Dianna Games
22 October 2007
column
Johannesburg — WHO will be the winner of Africa's richest prize for governance?
Could it be a liberation leader, a Marxist, a coup leader, a man who created a personality cult around himself, a third-termer or just a good old-fashioned head of state who tried to do the right thing?
Today is the day that one former African head of state will walk away with a $5m nest egg, when a panel of experts announces the winner of the Mo Ibrahim prize for good leadership.
The prize, established by Sudanese cellphone magnate Mo Ibrahim, is supported by luminaries such as Nelson Mandela and Kofi Annan. But the exercise raises many questions and highlights the downhill slide from the lofty vision of leaders such as Kwame Nkrumah.
Many candidates for the prize -- all presidents who have left power since 2004 qualify -- performed without incentives to get them to do the right thing. And it shows.
For example, Togo, a country not associated with good governance, has two qualifying candidates. One, Gnassingbe Eyadema, was, until his death in 2005, Africa's longest-serving leader (38 years). He, along with many other leaders, showed there was no connection between the length of tenure and the quality of governance.
Former Mauritanian leader Maaouya Ould Sid'Ahmed Taya, also a qualifier, came to power in a coup in 1984 and was forcibly removed in 2005 after a decades-long stint in power marked by crackdowns on political opposition, rigged elections and religious intolerance.
Military dictator-turned-democrat Mathieu Kerekou of Benin seized power in 1972 and remained in charge for most of the time until he lost an election last year.
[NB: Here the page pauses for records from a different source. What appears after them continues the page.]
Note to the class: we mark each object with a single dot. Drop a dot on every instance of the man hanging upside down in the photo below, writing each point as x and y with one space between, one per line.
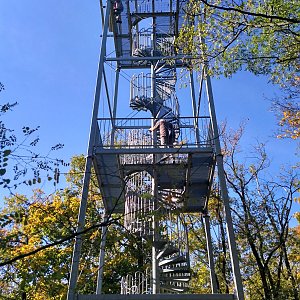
166 132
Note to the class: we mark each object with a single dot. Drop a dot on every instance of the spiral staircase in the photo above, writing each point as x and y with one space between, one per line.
150 183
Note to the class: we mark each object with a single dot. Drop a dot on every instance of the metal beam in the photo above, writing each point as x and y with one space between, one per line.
101 256
88 165
224 192
193 96
213 278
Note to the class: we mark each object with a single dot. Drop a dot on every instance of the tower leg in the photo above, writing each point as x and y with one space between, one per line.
221 174
213 278
101 257
88 165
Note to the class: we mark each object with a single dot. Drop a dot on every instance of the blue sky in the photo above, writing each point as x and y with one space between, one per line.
48 61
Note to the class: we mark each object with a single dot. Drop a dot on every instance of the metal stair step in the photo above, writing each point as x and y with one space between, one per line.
172 260
160 244
176 279
173 288
176 270
167 250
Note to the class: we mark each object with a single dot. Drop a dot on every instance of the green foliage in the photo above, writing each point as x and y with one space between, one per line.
259 36
27 224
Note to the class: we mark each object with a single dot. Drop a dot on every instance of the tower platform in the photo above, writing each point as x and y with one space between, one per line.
187 169
159 297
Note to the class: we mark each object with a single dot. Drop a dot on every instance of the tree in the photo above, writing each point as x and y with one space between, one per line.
261 209
27 225
20 163
260 36
262 212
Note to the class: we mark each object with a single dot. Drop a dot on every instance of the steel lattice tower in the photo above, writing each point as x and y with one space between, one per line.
154 163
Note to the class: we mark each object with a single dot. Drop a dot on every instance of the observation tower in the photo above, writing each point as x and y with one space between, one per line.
155 149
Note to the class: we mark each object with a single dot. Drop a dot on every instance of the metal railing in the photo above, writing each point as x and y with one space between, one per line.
138 283
143 41
133 133
139 204
174 230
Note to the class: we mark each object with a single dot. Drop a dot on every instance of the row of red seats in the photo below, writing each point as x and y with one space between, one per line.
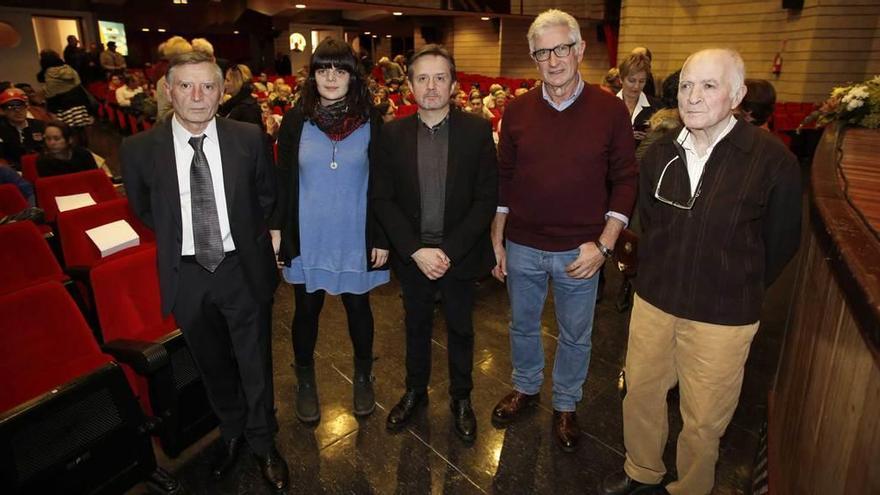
148 350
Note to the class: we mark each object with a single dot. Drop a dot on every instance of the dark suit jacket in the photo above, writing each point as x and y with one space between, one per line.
286 218
471 192
150 174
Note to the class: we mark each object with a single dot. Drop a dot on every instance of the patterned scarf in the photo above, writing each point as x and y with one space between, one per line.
334 121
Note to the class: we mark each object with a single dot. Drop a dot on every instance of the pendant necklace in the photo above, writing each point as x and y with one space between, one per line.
333 164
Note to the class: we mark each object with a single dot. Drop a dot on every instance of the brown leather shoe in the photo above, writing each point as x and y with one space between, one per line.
567 430
511 406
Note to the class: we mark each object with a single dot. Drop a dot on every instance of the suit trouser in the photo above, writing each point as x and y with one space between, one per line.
229 336
707 361
458 303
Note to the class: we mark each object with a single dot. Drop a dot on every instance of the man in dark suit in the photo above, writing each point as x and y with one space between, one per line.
205 185
435 195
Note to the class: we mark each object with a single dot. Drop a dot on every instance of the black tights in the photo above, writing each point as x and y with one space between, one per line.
304 330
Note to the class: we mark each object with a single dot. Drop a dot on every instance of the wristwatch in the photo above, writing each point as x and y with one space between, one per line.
605 250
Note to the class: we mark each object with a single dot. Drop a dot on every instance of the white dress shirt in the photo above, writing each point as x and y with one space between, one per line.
697 163
183 154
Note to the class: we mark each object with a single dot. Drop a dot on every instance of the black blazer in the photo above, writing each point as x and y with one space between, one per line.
286 216
150 174
471 192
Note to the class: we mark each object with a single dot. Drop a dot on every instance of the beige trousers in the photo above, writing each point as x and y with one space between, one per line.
707 362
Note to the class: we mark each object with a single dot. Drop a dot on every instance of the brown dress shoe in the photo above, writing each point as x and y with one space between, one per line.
511 406
566 430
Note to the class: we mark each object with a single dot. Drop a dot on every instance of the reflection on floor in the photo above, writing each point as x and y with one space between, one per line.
349 456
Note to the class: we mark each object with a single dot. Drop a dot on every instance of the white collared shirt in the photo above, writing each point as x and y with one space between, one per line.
568 101
642 103
697 163
183 154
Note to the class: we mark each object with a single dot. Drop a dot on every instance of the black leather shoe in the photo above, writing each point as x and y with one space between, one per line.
464 419
274 469
227 458
620 483
567 430
401 413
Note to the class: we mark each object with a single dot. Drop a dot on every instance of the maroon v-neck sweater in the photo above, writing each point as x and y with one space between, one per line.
559 173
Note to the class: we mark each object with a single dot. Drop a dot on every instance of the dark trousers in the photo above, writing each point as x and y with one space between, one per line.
304 331
229 336
418 303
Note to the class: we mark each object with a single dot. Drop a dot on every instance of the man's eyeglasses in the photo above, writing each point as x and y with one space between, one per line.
560 51
689 204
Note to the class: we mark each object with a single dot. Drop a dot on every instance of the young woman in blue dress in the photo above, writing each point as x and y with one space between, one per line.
327 239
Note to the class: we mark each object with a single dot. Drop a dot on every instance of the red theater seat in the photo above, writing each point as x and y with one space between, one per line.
77 246
69 422
26 258
94 182
153 350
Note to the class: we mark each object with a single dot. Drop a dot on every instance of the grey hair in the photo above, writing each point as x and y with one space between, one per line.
737 79
552 18
192 58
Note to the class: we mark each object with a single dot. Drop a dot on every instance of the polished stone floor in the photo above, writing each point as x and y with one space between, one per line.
345 455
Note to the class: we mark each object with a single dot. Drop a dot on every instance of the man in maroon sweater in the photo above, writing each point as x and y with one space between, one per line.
567 184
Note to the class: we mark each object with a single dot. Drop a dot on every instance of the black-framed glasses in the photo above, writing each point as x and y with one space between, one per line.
689 204
560 51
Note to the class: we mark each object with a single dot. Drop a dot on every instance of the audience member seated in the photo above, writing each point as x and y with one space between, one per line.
611 82
19 135
36 103
65 95
476 106
125 93
634 73
10 176
61 155
758 104
240 105
390 70
500 99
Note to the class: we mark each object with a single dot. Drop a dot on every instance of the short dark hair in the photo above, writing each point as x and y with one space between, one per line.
431 49
760 100
333 53
192 58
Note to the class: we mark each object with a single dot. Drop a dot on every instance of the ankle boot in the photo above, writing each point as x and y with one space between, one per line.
307 408
364 398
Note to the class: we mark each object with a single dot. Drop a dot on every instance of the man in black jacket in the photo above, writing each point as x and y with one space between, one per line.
720 206
435 194
205 185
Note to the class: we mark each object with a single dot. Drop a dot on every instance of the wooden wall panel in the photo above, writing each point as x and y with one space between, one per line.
824 433
844 32
475 46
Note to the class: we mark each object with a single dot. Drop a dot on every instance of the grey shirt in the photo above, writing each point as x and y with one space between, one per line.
433 152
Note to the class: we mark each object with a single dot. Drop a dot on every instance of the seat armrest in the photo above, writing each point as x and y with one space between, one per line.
144 357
Although he helped to restore stability, the country remains one of Africa's poorest.
Azali Assoumani, president of the Comores, seized power in 1999. He won a subsequent election but unsuccessfully sought to change the constitution in 2005 to allow him to run for a second term.
Then there is a crop of presidents closer to home -- Mozambique's Joaquim Chissano, Namibia's Sam Nujoma, Benjamin Mkapa of Tanzania and Bakili Muluzi of Malawi. This is a mixed bag of performers but is likely to produce the winner today.
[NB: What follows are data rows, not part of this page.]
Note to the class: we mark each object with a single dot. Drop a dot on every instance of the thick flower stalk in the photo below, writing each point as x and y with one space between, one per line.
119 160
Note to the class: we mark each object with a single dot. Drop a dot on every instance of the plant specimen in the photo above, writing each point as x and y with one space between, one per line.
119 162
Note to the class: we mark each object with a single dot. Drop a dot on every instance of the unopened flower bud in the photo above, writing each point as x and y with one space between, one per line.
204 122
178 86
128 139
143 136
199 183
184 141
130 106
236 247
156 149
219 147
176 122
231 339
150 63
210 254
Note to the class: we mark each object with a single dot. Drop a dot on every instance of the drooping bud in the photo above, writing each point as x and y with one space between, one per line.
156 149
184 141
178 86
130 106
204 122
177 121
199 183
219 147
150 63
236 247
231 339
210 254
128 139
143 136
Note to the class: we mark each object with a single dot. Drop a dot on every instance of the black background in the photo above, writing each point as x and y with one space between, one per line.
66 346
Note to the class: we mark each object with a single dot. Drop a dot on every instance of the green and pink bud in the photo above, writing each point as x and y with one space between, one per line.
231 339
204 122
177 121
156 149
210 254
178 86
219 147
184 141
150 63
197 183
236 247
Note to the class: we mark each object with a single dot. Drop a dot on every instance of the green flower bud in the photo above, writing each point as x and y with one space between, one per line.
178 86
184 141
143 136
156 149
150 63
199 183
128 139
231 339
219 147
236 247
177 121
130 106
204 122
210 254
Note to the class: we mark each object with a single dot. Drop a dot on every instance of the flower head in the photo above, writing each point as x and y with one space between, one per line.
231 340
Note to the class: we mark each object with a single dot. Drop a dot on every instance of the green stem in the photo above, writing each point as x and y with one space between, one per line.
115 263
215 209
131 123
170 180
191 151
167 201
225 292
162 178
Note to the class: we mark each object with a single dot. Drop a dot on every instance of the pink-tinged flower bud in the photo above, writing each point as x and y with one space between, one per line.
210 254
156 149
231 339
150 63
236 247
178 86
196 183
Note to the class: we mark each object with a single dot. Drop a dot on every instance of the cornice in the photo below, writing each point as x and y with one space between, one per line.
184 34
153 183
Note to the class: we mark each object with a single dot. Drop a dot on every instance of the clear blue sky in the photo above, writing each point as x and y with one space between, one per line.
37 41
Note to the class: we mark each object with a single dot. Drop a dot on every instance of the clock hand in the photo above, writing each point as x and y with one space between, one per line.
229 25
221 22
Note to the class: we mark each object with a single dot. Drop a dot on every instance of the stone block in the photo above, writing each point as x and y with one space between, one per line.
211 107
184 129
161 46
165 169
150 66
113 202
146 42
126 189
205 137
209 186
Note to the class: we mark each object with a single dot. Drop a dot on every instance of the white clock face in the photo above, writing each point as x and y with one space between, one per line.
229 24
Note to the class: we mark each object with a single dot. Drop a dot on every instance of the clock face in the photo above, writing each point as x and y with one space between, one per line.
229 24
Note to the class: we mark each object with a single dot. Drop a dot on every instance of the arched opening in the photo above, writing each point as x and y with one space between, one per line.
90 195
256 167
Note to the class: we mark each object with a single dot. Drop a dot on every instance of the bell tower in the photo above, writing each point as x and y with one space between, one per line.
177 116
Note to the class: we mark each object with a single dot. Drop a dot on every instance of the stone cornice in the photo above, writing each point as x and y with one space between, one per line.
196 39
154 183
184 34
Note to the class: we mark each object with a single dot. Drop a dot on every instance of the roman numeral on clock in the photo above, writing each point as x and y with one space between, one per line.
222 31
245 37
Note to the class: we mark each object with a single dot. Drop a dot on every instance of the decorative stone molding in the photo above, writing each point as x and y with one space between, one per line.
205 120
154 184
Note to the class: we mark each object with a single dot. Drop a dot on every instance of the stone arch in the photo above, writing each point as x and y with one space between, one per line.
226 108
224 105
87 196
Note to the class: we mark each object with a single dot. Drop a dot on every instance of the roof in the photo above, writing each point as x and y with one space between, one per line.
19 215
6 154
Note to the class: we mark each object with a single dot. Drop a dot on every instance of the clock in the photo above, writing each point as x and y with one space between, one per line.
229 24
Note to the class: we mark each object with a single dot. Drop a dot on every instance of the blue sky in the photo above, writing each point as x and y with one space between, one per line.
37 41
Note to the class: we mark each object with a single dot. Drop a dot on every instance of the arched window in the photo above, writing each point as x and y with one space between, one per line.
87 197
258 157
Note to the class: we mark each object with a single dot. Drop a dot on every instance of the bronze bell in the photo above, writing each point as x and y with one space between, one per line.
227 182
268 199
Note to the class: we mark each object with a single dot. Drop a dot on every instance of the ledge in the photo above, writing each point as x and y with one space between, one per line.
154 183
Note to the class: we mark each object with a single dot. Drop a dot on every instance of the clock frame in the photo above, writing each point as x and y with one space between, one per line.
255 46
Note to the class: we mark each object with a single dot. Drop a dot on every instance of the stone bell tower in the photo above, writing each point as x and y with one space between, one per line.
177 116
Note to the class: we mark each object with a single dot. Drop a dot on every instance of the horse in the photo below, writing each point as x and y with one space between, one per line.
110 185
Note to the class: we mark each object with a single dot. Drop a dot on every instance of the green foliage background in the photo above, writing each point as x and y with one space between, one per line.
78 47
To be fair, many of Africa's past leaders faced a difficult task in a climate that was generally hostile to good governance. In coup-ridden west Africa, for example, leaders trying to create a more democratic order faced the continual challenge of being ousted at the barrel of a gun.
Ibrahim's defence of his prize is that departing leaders in Africa are faced with poor options that generally include relative poverty, term extension or corruption. But frankly, most of the candidates on the list have had the power to change the nature of the state for both their own good and that of their people. That they failed to do so means they must ultimately pay the price, as their citizens have had to.
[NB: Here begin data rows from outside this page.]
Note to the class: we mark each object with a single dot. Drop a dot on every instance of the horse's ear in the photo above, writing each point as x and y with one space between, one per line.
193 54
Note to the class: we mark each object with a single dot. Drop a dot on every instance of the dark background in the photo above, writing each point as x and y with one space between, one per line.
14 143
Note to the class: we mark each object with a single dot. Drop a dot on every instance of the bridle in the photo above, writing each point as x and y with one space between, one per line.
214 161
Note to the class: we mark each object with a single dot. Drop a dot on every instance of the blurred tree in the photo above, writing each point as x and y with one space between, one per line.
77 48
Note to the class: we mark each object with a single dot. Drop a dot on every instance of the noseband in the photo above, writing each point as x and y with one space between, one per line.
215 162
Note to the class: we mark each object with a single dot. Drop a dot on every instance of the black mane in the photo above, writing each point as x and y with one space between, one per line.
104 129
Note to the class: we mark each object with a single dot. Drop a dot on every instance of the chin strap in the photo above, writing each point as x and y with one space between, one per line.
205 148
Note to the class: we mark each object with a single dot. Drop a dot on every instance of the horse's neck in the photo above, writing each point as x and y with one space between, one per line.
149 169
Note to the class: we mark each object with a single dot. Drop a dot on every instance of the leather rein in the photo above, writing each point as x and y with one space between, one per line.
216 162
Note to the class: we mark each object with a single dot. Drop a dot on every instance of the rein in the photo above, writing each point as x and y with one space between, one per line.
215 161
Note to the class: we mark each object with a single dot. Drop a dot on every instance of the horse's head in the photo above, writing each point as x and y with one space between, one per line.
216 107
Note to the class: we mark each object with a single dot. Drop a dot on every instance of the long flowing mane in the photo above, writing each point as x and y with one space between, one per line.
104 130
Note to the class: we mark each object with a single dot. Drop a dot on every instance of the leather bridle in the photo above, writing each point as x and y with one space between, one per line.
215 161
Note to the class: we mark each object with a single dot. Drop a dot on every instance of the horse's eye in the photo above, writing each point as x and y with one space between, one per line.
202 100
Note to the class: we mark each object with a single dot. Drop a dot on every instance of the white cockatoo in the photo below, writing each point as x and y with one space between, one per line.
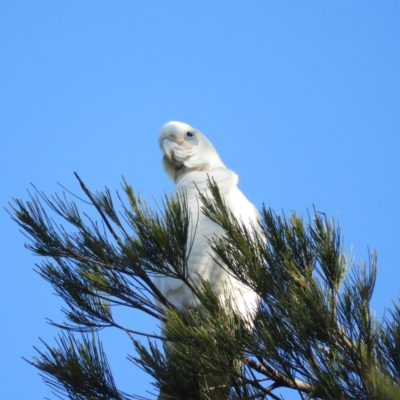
190 160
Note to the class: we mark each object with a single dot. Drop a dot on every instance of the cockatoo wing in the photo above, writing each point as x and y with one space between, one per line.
190 160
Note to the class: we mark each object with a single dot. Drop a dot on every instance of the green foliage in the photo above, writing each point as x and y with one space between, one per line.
314 331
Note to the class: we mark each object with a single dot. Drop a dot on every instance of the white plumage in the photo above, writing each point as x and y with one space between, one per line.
189 159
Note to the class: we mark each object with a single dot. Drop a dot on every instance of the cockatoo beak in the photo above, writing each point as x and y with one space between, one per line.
169 146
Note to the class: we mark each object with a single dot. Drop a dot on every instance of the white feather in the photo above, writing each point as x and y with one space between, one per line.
190 159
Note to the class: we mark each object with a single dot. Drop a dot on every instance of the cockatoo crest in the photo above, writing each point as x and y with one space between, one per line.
186 149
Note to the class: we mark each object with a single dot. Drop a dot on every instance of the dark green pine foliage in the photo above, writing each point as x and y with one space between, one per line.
314 332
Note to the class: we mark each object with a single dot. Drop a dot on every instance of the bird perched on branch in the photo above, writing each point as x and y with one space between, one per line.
190 160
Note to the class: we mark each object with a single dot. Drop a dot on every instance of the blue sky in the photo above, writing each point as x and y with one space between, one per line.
300 98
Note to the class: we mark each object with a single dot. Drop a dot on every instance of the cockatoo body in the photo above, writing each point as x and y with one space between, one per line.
190 160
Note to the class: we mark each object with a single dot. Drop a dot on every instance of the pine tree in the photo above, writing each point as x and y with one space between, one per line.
314 332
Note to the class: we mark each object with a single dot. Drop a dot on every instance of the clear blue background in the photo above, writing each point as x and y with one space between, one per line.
300 98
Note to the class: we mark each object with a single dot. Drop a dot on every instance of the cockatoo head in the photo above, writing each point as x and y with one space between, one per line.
186 149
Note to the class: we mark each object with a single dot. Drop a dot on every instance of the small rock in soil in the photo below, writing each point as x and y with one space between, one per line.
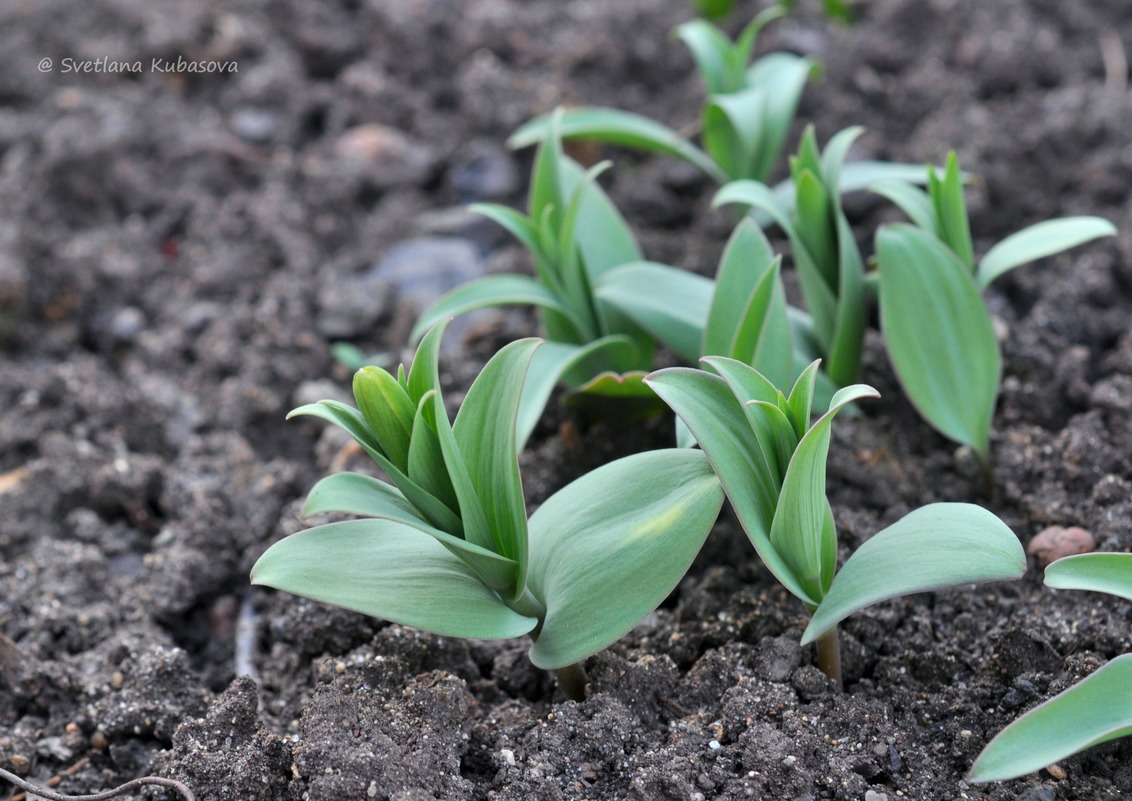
1055 542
The situation is improving -- there is a growing list of countries where the people have got rid of those leaders who tried to overstay their welcome, using the law rather than the gun. That is a good start but it is not happening fast enough, as evidenced by Zimbabwe, where a whole generation of adults has known only one calamitous leader.
The debate about Ibrahim's prize revolves around whether leaders should have an incentive -- or is it a bribe? -- to run their countries responsibly and efficiently.
Critics of his plan believe Africans should expect good governance, not feel that they have to reward it as something extraordinary.
One blog I came across sums it up: "While heads of government on other continents are expected to deliver peace and prosperity with only their people's gratitude and a pension as compensation, in Africa's case this is considered to be a tall order."
Integrity, and with it good governance, is its own reward. Career opportunities as elder statesmen flow from that. Look at Mandela.
And anyway, rewards for good governance should be conferred on the people, not their leaders, in the form of economic growth, employment and opportunities.
Games is director of Africa @ Work, an African consulting company.